Atualmente, existem pelo menos 8.500 helicópteros produzidos na Rússia em operação em mais de 100 países, a maioria deles em regiões subdesenvolvidas, com alguns poucos voando em missões especiais. No entanto, mesmo detendo 85% de market share na Rússia, a participação da Russian Helicopters no segmento civil é de apenas 14% no mercado mundial. Na área militar, após a fusão de todos os fabricantes, a Rússia assumiu a liderança global em helicópteros de combate, à frente de Sikorsky, Bell e Airbus. Em 2011, foi criado uma joint venture com a Agusta Westland, denominada HeliVert, para a produção do AW139 na Rússia. A primeira unidade foi produzida em dezembro de 2012, tendo como foco o mercado interno.
Em 2014, mais de 1.000 pilotos e técnicos passaram pelo centro de treinamento da Russian Helicopters, em Ulan-Ude, localizada a cerca de 100 quilômetros a sudeste do Lago Baikal. O centro de treinamento fica localizado próximo das instalações da Kazan Helicopters, uma das unidades da Russian Helicopters, que inclui ainda a Kamov, Mil e Rostvertol. No ano passado, mais de 200 pilotos e engenheiros passaram pelo curso de treinamento dos modelos Mi-8AMT e Mi-171, que também são produzidos na Ulan-Ude Aviation Plant. A previsão é que nos próximos meses seja entregue o primeiro simulador do novo Mi-171A2, ampliando, assim, a capacidade do centro. Ainda em 2014, outros 577 tripulantes e técnicos passaram pelo curso do Mi-8MTV.
Já o centro de treinamento da Rostvertol localizado em Rostov on Don, no sul do país, nas margens do rio Don, recebeu cerca de 300 pessoas, incluindo representantes de clientes internacionais. A maior parte passou por treinamento nos modelos Mi-26(T), Mi-35M e Mi-28NE Night Hunter.
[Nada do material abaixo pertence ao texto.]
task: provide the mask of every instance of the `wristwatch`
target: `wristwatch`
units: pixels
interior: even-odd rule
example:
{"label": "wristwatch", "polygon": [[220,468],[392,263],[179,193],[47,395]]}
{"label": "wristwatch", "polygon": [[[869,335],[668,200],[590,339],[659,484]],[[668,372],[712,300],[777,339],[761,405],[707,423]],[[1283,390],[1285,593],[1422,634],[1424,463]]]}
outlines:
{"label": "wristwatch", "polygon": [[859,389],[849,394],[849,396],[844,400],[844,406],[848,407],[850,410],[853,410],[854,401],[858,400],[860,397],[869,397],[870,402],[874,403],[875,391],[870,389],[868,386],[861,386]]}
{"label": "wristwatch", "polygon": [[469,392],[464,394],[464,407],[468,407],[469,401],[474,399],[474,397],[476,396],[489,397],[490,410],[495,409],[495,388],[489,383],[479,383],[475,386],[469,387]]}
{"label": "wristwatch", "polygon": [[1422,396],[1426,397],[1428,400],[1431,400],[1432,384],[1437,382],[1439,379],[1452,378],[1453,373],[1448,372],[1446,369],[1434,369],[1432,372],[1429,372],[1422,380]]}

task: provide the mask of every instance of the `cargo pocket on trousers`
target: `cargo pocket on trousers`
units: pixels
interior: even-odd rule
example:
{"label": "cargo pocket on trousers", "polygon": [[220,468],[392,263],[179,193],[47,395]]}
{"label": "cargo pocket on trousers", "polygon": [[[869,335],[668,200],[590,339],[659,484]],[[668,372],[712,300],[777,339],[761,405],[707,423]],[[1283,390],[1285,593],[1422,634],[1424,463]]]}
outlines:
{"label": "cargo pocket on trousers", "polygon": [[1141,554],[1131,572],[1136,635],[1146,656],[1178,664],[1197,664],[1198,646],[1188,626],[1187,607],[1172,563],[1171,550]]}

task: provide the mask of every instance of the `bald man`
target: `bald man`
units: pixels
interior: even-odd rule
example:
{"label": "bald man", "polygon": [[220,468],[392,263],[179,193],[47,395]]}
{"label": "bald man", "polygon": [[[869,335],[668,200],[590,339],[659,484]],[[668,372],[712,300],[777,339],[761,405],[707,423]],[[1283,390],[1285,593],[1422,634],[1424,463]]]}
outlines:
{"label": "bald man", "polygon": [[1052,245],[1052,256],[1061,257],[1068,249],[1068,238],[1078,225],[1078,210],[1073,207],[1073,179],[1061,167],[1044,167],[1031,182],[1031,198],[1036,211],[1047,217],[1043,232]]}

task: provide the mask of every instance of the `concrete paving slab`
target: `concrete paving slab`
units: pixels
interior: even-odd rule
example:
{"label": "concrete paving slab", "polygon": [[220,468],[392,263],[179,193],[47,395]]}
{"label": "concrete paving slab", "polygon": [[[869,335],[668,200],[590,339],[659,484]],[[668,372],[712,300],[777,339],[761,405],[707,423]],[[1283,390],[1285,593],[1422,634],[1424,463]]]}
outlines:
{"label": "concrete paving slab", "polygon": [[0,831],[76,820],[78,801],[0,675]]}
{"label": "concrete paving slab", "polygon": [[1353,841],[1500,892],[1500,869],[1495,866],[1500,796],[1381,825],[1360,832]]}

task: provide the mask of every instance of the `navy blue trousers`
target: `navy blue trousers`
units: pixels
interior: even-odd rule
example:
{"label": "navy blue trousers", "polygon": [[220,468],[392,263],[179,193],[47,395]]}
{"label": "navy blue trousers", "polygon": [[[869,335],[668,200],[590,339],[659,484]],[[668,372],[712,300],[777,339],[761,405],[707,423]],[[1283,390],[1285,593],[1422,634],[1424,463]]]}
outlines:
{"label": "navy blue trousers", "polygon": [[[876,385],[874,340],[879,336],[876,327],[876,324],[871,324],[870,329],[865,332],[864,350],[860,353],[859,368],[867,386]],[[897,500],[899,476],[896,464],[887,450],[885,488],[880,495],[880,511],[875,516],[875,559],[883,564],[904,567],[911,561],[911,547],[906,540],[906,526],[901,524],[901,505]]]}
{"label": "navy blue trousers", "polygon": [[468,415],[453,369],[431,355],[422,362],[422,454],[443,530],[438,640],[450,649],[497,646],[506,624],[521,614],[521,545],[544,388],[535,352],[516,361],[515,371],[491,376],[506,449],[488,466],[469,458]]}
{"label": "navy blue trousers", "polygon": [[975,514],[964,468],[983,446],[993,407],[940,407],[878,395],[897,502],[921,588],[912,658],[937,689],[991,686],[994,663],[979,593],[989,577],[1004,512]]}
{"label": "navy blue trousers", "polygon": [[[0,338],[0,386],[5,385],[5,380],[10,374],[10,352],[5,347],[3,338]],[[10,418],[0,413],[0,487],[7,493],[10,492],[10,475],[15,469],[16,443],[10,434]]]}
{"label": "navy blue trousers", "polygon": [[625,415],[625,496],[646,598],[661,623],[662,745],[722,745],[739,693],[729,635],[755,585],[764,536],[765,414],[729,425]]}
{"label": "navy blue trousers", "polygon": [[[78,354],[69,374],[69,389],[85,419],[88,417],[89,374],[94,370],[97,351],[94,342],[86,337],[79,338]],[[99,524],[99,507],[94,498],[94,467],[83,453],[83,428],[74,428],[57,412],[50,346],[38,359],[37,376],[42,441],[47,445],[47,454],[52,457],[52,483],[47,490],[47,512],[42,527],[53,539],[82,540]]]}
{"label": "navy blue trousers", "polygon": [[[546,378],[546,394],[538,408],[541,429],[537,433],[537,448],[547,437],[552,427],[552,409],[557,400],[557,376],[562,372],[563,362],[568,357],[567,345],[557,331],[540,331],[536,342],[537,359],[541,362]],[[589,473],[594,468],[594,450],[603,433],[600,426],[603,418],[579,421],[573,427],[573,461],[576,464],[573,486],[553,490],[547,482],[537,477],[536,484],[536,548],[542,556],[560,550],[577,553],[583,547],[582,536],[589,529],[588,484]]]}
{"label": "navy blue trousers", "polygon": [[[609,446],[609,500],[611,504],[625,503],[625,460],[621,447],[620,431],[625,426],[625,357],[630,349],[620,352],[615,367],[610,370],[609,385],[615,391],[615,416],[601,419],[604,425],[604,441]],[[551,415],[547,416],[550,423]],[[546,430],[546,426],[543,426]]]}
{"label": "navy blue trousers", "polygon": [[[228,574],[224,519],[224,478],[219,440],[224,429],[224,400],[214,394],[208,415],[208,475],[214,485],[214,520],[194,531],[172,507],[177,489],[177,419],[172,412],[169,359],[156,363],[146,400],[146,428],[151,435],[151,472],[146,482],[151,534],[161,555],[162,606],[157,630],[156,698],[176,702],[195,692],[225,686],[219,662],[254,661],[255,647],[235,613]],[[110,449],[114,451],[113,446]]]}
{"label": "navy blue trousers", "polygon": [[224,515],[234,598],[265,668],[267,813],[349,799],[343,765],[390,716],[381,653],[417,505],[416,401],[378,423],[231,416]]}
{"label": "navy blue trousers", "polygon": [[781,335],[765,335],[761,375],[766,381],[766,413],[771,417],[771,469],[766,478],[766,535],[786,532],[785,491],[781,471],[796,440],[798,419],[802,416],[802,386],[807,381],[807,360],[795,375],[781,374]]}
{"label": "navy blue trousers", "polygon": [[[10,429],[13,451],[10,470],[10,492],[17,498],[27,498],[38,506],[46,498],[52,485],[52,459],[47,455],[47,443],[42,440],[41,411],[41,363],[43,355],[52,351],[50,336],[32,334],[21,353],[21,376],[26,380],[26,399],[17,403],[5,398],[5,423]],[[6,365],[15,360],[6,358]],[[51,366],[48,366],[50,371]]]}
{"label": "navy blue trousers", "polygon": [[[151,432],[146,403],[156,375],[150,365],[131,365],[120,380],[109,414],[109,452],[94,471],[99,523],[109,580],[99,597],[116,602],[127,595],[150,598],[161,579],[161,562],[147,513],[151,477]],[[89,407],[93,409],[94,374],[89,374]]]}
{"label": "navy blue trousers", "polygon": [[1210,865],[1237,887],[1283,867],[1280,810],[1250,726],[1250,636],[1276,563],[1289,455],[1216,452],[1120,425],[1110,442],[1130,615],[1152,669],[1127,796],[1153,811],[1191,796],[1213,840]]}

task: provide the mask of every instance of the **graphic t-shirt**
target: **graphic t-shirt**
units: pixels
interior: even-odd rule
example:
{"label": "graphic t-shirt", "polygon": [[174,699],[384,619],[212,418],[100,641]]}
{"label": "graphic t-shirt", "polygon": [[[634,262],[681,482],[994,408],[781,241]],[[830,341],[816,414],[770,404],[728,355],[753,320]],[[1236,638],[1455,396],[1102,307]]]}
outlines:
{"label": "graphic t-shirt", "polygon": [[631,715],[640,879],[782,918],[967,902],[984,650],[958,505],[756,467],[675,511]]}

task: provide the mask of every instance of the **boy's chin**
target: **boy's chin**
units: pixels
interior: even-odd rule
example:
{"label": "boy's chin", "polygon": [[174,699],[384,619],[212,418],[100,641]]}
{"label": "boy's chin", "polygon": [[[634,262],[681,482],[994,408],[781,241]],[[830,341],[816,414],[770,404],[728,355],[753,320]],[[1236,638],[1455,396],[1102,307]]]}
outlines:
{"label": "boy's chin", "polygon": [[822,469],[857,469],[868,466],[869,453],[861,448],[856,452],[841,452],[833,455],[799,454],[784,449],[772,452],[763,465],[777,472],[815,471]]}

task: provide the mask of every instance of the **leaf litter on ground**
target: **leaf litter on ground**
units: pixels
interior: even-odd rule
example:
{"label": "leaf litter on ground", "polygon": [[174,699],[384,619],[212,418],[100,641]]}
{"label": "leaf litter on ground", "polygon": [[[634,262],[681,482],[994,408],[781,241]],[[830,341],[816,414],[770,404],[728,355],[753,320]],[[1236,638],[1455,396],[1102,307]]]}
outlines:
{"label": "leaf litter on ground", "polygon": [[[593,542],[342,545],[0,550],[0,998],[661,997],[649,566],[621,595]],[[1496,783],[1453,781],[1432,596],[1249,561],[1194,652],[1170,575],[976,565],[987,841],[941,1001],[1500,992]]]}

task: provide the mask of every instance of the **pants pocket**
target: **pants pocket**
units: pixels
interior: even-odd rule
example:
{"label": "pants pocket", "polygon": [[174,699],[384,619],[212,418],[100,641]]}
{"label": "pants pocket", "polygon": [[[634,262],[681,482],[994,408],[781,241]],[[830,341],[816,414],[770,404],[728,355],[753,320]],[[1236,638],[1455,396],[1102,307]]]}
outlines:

A cooperação técnico-militar entre a Rússia e o Brasil tem quase 21 anos, quando foi assinado contrato para o fornecimento dos sistemas de mísseis terra-ar Igla-S. Porém, o grande salto nas relações ocorreu quando o Brasil assinou um contrato para aquisição do primeiro lote de helicópteros Mi-35M, utilizado pela Força Aérea Brasileira. Analistas creditam a compra a uma exigência russa de compensação comercial. Os militares por várias vezes criticaram o suporte russos, que vem limitando a operação dos helicópteros em diversas ocasiões. Os russos evitam comentar os problemas de contratos anteriores, afirmando que o modelo atual prevê que esse tipo de situação seja superado e se torne coisa do passado.
Do lado industrial, a Rostec espera fortalecer os laços no Ocidente, como em parcerias com Boeing, Embraer, Airbus, entre outros. Atualmente, a VSMPO-AVISMA, uma das empresas pertencentes à Rostec, fornece 100% da demanda de titânio utilizada pela Embraer. A empresa é responsável por 30 % da produção mundial de titânio, em especial o utilizado na indústria aeronáutica. Aproximadamente 40% das necessidades de titânio da Boeing e 60% da Airbus foram fornecidas pelos russos.
Outros planos da Rostec envolvem parceiros globais, como a austríaca Diamond Aircraft Industries, que deverá construir na Rússia uma linha de produção voltada para aviões com capacidade para nove a 19 passageiros. Caso consiga deixar para trás o estigma do passado, a Rostec já terá realizado um grande feito. Os planos futuros dependem disso.